The praise was notable for how faint it was; dismissive, almost, and revealing in the inadvertent way that Woodward's books always are. Bush is a self-confident man--self-confident enough to denigrate, slyly and publicly, the veteran public servant who sits as his secretary of state. But he's not self-confident enough to say no when Bob Woodward asks if he's got two hours to chat. Cockiness has its limits, even with Bush. This is Woodward's town; the president just lives in it.
With the excerpts from Plan of Attack published last week, Woodward proved that he had outdone himself yet again--or rather, his sources had outdone themselves in his service. This time, the president sat for more than three hours of interviews, and Powell himself seems to have given Woodward access to everything but his clothes hamper and the videotapes stashed in his bedroom closet.

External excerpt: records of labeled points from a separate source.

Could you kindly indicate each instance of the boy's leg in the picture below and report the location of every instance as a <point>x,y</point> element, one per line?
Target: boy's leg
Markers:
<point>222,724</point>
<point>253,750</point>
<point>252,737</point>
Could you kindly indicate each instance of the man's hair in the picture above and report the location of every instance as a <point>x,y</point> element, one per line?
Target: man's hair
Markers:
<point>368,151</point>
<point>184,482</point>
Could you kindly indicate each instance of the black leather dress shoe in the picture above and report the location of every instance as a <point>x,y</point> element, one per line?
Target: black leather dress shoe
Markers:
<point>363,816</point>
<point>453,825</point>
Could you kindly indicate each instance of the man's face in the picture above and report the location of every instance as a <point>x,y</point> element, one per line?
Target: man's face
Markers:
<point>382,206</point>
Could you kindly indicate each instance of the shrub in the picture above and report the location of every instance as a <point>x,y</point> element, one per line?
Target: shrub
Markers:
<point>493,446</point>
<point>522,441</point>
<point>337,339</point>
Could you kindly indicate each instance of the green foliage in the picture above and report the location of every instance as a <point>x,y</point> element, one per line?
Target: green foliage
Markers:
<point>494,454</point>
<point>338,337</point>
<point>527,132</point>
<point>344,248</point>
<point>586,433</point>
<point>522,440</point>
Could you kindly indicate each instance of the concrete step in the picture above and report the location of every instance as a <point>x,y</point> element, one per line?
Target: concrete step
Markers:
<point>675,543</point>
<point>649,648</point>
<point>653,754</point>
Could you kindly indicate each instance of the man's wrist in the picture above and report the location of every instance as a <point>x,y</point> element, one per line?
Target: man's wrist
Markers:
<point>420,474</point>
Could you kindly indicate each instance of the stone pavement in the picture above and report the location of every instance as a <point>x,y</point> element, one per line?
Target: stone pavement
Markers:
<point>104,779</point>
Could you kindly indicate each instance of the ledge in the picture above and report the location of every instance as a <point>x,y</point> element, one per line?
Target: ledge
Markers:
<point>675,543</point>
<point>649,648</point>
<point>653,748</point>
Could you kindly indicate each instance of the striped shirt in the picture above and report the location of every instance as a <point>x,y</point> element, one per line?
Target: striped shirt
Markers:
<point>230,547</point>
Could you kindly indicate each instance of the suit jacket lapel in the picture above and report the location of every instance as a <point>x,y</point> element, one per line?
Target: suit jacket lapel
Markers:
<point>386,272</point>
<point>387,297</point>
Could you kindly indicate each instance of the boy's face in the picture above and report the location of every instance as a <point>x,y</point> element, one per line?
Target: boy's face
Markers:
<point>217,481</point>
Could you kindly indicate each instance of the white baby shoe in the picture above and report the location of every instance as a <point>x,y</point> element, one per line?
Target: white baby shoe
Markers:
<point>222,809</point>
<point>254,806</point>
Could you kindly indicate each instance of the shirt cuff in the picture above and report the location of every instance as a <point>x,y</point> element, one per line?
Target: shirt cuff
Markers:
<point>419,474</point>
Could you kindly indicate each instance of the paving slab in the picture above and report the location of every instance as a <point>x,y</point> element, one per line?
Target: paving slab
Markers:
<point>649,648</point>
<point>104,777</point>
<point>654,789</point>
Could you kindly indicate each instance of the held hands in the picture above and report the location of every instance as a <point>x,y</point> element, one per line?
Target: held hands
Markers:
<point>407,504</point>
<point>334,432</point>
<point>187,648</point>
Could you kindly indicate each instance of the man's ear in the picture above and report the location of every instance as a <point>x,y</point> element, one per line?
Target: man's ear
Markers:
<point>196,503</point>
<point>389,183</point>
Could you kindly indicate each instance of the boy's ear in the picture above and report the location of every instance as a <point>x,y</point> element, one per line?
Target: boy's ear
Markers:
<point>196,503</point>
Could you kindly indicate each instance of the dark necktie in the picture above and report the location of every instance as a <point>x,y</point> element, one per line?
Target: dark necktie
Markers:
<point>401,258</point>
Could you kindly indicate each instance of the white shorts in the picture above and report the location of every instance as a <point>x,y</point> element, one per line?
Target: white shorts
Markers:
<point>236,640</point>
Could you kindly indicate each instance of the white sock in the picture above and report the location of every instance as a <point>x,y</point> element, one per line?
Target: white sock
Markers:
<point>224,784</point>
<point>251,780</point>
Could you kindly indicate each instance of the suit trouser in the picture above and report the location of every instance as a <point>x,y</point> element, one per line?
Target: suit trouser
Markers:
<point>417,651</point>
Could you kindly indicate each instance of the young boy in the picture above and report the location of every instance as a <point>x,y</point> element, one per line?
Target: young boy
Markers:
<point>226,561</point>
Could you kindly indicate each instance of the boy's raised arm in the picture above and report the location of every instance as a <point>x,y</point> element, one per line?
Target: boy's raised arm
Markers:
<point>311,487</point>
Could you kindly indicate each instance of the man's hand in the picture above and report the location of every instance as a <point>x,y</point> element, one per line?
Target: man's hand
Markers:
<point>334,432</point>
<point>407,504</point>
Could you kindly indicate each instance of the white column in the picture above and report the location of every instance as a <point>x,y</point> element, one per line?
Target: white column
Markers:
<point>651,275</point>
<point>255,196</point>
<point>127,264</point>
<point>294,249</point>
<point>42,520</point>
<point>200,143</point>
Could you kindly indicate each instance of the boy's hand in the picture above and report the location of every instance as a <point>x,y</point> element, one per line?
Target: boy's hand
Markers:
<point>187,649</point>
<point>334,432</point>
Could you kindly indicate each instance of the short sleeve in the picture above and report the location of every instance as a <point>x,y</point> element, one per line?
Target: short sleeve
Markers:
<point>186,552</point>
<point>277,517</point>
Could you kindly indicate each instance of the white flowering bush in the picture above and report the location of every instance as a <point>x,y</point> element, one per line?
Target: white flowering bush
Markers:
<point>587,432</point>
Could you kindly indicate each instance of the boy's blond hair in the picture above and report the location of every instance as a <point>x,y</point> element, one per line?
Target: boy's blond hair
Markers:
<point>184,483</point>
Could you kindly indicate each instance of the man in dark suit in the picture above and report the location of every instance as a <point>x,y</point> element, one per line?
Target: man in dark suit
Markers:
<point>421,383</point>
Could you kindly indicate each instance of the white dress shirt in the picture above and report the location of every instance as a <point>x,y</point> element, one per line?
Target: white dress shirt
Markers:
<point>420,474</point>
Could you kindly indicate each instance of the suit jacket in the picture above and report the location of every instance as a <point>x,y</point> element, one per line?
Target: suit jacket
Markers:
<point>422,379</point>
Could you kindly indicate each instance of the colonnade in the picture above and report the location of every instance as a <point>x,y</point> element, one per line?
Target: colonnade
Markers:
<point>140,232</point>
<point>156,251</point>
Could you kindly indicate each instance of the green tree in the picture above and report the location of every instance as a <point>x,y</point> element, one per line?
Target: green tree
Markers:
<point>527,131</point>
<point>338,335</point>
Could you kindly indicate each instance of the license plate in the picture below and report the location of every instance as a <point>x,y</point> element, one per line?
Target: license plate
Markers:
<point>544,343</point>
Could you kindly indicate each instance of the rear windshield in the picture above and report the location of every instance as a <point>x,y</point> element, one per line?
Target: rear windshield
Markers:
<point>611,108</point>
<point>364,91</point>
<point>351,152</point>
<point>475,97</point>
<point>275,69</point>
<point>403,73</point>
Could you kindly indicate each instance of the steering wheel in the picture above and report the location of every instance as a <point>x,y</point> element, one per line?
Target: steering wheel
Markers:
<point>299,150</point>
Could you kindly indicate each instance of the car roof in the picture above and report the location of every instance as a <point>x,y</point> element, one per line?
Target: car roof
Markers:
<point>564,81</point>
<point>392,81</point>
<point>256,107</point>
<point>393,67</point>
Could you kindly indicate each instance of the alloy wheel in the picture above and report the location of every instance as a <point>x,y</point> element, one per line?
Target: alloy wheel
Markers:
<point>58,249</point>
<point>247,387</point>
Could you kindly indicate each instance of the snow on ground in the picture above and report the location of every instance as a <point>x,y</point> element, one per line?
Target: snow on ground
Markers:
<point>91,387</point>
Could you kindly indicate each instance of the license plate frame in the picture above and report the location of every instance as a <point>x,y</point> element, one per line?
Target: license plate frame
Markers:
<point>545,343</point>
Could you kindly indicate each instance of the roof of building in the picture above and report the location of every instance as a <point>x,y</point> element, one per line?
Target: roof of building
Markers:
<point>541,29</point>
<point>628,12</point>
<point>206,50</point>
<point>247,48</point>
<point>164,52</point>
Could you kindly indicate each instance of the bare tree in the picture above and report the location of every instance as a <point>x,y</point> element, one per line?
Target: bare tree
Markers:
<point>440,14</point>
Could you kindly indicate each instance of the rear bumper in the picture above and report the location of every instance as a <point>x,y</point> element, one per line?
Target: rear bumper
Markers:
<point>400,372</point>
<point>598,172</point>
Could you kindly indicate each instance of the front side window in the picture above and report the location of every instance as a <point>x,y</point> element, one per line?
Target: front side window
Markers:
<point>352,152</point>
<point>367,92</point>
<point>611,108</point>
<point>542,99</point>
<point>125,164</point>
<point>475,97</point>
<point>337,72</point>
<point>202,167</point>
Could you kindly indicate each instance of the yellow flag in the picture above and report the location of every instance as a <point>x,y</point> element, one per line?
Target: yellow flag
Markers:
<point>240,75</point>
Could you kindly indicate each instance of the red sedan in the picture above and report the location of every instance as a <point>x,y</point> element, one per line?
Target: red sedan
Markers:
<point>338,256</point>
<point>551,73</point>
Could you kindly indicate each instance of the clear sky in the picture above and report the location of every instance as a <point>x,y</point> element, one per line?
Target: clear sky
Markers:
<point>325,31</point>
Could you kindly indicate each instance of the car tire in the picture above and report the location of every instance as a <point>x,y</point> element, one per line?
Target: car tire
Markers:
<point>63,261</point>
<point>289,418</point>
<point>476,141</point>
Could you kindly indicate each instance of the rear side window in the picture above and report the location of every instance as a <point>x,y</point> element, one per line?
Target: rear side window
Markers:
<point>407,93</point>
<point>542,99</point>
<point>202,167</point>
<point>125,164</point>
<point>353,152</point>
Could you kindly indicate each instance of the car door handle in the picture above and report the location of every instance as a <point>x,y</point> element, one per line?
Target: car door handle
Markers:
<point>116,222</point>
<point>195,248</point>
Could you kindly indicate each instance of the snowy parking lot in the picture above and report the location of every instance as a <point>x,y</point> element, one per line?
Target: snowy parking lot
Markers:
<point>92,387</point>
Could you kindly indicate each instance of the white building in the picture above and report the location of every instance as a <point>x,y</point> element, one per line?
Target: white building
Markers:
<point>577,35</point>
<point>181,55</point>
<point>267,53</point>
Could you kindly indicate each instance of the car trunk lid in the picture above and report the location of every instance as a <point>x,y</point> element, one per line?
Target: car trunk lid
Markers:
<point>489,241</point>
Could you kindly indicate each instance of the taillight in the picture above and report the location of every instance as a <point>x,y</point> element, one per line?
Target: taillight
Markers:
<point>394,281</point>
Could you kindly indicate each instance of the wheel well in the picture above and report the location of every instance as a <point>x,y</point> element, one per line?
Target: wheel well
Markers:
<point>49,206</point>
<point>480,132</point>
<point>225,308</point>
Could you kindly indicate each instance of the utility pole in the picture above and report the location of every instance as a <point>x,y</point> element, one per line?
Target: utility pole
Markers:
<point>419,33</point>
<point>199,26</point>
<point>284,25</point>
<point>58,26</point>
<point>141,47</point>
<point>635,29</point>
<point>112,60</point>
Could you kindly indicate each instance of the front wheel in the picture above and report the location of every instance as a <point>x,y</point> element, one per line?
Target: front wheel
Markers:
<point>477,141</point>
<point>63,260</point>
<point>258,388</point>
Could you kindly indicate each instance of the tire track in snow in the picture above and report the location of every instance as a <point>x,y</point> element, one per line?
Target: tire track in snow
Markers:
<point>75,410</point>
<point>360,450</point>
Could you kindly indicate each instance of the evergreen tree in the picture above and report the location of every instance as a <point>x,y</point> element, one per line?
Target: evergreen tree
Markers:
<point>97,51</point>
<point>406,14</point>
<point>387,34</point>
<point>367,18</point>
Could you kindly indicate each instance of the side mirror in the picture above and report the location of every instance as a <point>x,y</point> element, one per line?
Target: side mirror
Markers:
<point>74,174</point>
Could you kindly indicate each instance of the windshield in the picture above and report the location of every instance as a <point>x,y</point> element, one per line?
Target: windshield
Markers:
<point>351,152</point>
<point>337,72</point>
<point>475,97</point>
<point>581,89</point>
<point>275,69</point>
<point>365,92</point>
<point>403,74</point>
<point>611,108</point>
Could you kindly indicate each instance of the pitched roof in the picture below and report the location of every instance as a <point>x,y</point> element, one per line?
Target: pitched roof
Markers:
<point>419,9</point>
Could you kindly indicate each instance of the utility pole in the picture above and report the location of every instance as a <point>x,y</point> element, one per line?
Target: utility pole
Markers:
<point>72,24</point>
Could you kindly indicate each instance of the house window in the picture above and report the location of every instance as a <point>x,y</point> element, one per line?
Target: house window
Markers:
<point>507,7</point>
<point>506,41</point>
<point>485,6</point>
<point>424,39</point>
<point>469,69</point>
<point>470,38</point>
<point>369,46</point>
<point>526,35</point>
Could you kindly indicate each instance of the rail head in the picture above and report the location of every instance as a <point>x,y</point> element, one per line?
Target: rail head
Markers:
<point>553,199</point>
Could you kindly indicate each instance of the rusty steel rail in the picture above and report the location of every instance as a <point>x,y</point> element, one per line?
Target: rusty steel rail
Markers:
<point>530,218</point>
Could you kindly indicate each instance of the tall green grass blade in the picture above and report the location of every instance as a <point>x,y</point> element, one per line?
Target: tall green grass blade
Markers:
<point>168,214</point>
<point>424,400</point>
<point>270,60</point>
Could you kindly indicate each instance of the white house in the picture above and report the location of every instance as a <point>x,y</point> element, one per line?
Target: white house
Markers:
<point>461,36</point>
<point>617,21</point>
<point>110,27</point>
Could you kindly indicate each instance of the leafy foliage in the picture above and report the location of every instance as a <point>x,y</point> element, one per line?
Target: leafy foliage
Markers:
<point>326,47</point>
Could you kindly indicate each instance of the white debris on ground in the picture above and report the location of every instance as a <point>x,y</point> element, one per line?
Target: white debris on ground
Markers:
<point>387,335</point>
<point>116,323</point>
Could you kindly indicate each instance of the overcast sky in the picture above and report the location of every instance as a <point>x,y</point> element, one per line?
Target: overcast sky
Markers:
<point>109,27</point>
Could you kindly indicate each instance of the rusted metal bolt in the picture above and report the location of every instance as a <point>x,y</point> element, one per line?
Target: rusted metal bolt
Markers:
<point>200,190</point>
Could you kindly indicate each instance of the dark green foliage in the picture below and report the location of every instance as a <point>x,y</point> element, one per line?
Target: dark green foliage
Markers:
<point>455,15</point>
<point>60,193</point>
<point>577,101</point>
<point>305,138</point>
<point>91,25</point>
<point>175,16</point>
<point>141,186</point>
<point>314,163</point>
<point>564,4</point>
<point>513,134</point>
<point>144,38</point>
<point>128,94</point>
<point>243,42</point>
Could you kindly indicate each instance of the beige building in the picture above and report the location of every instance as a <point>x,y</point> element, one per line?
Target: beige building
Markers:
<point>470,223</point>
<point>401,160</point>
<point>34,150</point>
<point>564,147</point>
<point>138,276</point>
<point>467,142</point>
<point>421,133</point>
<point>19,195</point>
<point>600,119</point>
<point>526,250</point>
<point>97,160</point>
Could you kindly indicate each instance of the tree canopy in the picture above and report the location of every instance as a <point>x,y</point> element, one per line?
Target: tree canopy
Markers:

Administration spokesmen boasted that Bush had ordered his aides and cabinet officers to cooperate with Woodward, and they brandish the resulting book as though it were a campaign placard.
"We're urging people to buy the book," said the White House communications director, Dan Bartlett. "What this book does is show a president who was asking the right questions and showing prudence as well as resolve during very difficult times. This book undermines a lot of the critics' charges."
Well, maybe it does, but the sight of a White House humping a Woodward book is an interesting development all by itself. I'm showing my age, but I remember when Republicans hated Bob Woodward. It all began with Watergate, of course, when Woodward and his partner Carl Bernstein dragged the bloodied body of Richard Nixon from the White House and martyred him on the front page of the Post. Hostilities intensified with a book about the Iran-contra scandal, Veil, in which Woodward claimed to have snagged a deathbed interview with William Casey, Ronald Reagan's director of central intelligence. Though few people could translate Casey's mumbles even when he was healthy, Woodward said he palavered with the old spook as he lay in a hospital room, wreathed in tubes and half-paralyzed from a stroke. By his account, Woodward asked Casey why he had orchestrated the scandal, and (said Woodward) Casey said: "I believed."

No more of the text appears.